To demonstrate the utility of the model-checking techniques proposed in this paper, we conducted case studies on quantum walks to investigate their temporal linear-time properties. We completed a prototype for implementing our model-checking algorithm and used it to automatically model check all MLTL formulas provided in Example 3. The prototype was built using Python for the quantum part to generate an \(\omega \)-regular language and Java for the classical part to model check the language against LTL formulas by calling Spot, a platform for LTL and \(\omega \)-automata manipulation [34].

Before conducting the verification process, it is crucial to ensure the periodic stability of the QMC model for the quantum walk in Example 2. By Proposition 1, this can be achieved by computing the eigenvalues of the model and confirming that they only have 1 as the eigenvalue with a magnitude of one. Armed with this information, we can then employ Algorithm 1 to verify the properties outlined in Example 3. The experimental results for these verifications can be found in Table 1.

The first experiment in Table 1 confirms the advantages of quantum walks over classical random walks, which was previously established by Ambainis et al. in [18]. The remaining two experiments aim to uncover new properties of quantum walks. Moreover, we also utilized Algorithm 1 to verify these same properties for one-dimensional unbiased classical random walks with absorbing boundaries, which yielded contrasting results (false for the first experiment and true for the last two experiments in Table 1). This confirms that these properties are unique phenomena specific to quantum walks.

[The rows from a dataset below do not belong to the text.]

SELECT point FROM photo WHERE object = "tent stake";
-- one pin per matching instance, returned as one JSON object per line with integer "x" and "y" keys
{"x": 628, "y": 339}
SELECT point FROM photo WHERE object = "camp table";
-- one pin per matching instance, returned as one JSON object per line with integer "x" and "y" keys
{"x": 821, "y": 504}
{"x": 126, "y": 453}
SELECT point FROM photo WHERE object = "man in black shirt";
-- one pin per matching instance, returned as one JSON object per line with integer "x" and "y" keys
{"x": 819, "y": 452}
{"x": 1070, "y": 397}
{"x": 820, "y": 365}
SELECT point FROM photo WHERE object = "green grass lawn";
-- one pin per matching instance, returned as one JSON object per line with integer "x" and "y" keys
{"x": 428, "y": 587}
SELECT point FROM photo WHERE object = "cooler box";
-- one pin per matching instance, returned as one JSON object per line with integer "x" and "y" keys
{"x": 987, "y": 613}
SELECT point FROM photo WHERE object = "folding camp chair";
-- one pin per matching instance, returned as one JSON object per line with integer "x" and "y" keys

Table 1. The experimental result for position number \(d=20\) and different initial states \(\rho _0= | \psi _0 \rangle \langle \psi _0 |\).

7 Conclusion

In this paper, we proposed a new quantum logic called measurement-based linear-time temporal logic (MLTL) to specify the quantitative properties of quantum Markov chains (QMCs). For model checking MLTL formulas, an algorithm was developed. The measurement-based atomic propositions of MLTL build upon the subspace-based quantum atomic propositions introduced by Birkhoff and von Neumann [12]. Furthermore, we demonstrated the practical applicability of our model-checking algorithm in quantum walks. This not only confirms the previously established advantages discovered by Ambainis et al. [18] of quantum walks over classical random walks, but also uncovers new phenomena that are unique to quantum walks.

As future work, we note that the quantum walk in Example 2 can also be written as a while-loop quantum program [32], and the absorbing probabilities are exactly the termination probabilities of the program. Indeed, any quantum program written in the While language can be modeled by a QMC [6]. So our model-checking approach can be naturally applied in the verification of quantum program properties specified as MLTL formulas. Therefore, we plan to apply our model-checking algorithms to verify quantum programs. Moreover, it would be intriguing to broaden the application of the methods presented in this paper to verify the behavior of non-periodically stable QMCs. One possible approach is that any non-periodically stable QMC will be close to a periodically stable one with arbitrary precision, as any irrational number (eigenvalue) will be close to a rational number (eigenvalue) with the same precision.